The last month has been a tough one, financially. My girlfriend has been allowed to reopen her business, but we had to spend a lot of money to meet new regulations arising from the pandemic. Unfortunately, the lockdown means that there is very little custom, so I suspect it will be a long time before we recover the monies spent. All this has left me so short of money I could not visit my lady. 

Therefore I would like to extend a special and heartfelt thank you to the few of you that brought books over the last couple of months. The IRS took a big bite, as usual, but the little I did receive in royalties was certainly significant in keeping me out of the red. Some of you brought the recently updated new edition of “Crash Combat”. The Global edition of “Attack, Avoid, Survive” also took some takers, which is pleasing. I will keep the original edition on sale, but the Global edition has been significantly extended, so I recommend considering this version. I am a little disappointed that “Survival Weapons” has not seen any recent sales. This is an informative and useful book, and I think it should have received a much wider audience than it has. 

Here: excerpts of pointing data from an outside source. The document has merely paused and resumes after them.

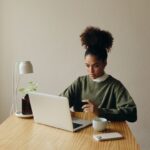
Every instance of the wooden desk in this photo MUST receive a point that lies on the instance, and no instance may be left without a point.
(24, 134)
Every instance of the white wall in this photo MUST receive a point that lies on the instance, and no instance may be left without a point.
(47, 33)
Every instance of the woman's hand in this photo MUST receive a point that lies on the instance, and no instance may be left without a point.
(89, 106)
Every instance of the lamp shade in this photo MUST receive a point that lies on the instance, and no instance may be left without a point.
(25, 67)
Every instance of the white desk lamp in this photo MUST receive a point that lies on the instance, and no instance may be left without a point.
(21, 68)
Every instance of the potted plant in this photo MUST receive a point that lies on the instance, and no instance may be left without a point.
(26, 107)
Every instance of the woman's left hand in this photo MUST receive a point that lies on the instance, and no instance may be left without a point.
(89, 107)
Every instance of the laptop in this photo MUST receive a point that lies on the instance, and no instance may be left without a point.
(54, 111)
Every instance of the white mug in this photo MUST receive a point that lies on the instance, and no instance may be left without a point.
(99, 124)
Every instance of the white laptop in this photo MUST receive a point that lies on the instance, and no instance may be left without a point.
(54, 111)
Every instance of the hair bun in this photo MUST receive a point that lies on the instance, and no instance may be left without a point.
(96, 38)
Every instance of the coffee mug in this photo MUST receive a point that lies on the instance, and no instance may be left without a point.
(99, 124)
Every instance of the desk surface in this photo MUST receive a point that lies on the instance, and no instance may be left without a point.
(24, 134)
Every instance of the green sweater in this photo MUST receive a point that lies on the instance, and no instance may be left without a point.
(110, 96)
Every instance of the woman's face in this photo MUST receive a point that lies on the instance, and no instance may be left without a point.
(95, 67)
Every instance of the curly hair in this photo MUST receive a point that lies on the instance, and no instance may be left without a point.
(97, 42)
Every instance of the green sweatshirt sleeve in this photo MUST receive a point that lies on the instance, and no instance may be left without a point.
(73, 93)
(125, 107)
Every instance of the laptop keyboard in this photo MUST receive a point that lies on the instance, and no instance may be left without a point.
(75, 125)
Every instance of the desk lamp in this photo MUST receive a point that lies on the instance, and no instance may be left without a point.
(21, 68)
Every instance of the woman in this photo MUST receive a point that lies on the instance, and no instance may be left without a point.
(104, 95)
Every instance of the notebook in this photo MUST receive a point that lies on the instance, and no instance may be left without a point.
(54, 111)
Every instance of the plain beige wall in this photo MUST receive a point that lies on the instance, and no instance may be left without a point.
(47, 33)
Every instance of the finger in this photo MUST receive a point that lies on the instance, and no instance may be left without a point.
(86, 106)
(85, 100)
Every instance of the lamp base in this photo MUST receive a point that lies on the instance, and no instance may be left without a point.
(19, 114)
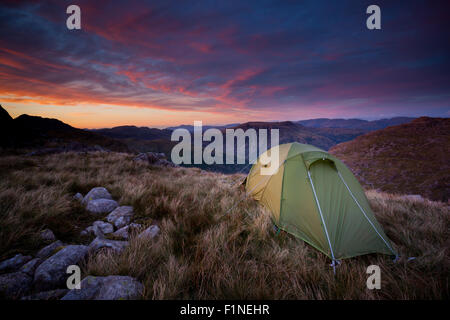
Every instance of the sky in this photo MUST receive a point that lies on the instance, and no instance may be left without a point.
(165, 63)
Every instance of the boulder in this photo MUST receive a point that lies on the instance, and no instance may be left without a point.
(122, 211)
(51, 274)
(47, 295)
(100, 206)
(31, 266)
(14, 285)
(122, 221)
(104, 227)
(96, 193)
(150, 232)
(115, 245)
(50, 249)
(125, 231)
(87, 231)
(47, 235)
(14, 263)
(414, 197)
(78, 197)
(107, 288)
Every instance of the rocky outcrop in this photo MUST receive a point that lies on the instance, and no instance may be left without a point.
(104, 227)
(79, 197)
(125, 232)
(47, 295)
(47, 235)
(30, 267)
(14, 285)
(150, 232)
(95, 194)
(123, 211)
(51, 274)
(115, 245)
(107, 288)
(14, 263)
(158, 159)
(50, 249)
(100, 206)
(44, 276)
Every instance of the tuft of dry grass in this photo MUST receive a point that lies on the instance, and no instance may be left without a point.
(205, 250)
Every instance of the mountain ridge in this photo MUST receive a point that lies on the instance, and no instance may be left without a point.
(410, 158)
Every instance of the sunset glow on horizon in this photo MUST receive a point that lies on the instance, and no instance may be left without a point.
(164, 64)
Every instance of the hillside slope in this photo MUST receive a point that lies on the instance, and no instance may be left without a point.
(354, 123)
(411, 158)
(323, 138)
(215, 242)
(36, 133)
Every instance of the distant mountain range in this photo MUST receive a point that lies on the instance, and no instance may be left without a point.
(411, 158)
(354, 123)
(31, 132)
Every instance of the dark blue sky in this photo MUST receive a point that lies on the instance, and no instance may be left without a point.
(171, 62)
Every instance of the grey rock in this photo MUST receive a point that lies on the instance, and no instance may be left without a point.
(98, 232)
(47, 235)
(115, 245)
(31, 266)
(14, 285)
(96, 193)
(122, 221)
(47, 295)
(87, 231)
(14, 263)
(49, 250)
(107, 288)
(125, 231)
(79, 197)
(414, 197)
(122, 211)
(100, 206)
(51, 274)
(150, 232)
(104, 227)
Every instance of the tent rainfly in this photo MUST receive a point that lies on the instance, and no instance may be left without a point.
(316, 198)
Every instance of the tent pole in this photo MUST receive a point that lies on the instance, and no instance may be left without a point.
(333, 264)
(365, 215)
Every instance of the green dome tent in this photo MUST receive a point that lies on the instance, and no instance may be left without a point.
(316, 198)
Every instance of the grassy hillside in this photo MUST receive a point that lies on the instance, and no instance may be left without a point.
(206, 251)
(411, 158)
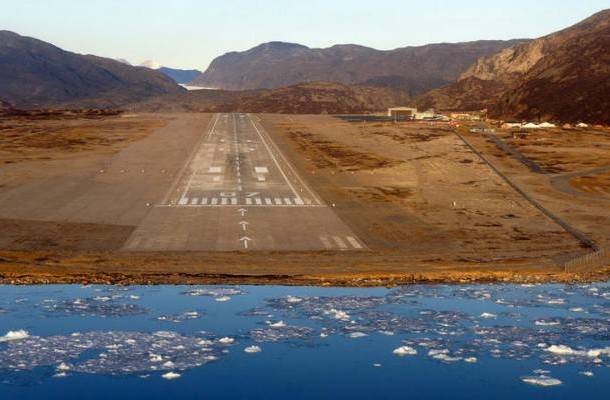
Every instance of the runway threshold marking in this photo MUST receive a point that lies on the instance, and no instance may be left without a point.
(172, 189)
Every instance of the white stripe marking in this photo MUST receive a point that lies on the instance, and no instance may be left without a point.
(326, 242)
(340, 242)
(354, 242)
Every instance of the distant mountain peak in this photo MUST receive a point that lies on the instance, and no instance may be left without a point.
(39, 74)
(562, 76)
(279, 64)
(152, 64)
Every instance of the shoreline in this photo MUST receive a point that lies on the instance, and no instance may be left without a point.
(235, 269)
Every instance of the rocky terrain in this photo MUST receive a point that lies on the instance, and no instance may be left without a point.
(413, 69)
(180, 75)
(304, 98)
(34, 73)
(563, 76)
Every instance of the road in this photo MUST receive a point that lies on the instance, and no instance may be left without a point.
(237, 191)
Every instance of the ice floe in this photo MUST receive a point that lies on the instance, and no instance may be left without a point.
(102, 306)
(405, 351)
(176, 318)
(110, 352)
(14, 335)
(252, 349)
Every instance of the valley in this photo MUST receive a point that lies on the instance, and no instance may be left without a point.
(231, 197)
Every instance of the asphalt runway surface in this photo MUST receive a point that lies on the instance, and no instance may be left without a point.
(237, 191)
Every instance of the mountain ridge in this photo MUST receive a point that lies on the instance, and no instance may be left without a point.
(34, 73)
(563, 76)
(414, 69)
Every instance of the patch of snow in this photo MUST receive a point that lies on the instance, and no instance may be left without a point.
(252, 349)
(405, 351)
(14, 335)
(171, 375)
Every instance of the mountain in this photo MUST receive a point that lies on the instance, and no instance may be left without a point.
(304, 98)
(152, 64)
(34, 73)
(319, 98)
(4, 107)
(182, 76)
(414, 69)
(564, 76)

As for my fiction stuff, let us just say level of sales has been consistent. A pity, since those who have read “Anatopismo” have enjoyed it and been very positive about it. Certainly not the worst novella that you will ever need. “Hell-Ay: Angel Town” was always going to be a bit of a niche book, but it seems its potential market has yet to discover it. Perhaps I should have pitched it as a travel book or tourist guide! A friend enjoyed the jokes and satire, so not a total loss.
Once again, thank you to those of you who have made purchases or have been kind enough to donate keep the blog running. If you have enjoyed the books or articles, or found them useful, please spread the word.

Compact Living Revisited

Recently I read a sci-fi where it was described that a single individual’s living space was 200 square feet (just under 19 square metres). In many parts of our world this would be considered quite luxurious. Nevertheless, this got me thinking about strategies for compact living, once again.
In my previous article, I talked about maximizing natural light. I may not use curtains, but I did nag my landlord into fitting blinds in the living room. This room is south-facing, so sunlight is sometimes a problem on my computer and TV screen. I had asked for Venetian blinds (under orders from the girlfriend). Instead, he fitted roller blinds. These fit the criteria I specified in my previous article. They block the light when needed, yet provide no obstruction to lighting when not used.
An area that was not considered in the previous article was the bathroom. Most bathrooms I have known were close to minimum size already. (I imagine in Texas they probably have bathrooms you need to drive around!). As long as one side of the room is more than a metre and a half, I would like a bathtub. Mainly I shower, but sometimes my kidney or back bother me and a soak is welcome. Recently my washing machine broke down and my tub got used for laundry. A bath with a shower takes up little more room than a stand-alone shower. For smaller spaces, a deep, Japanese-style furo bath (with a shower fitting) might be practical. 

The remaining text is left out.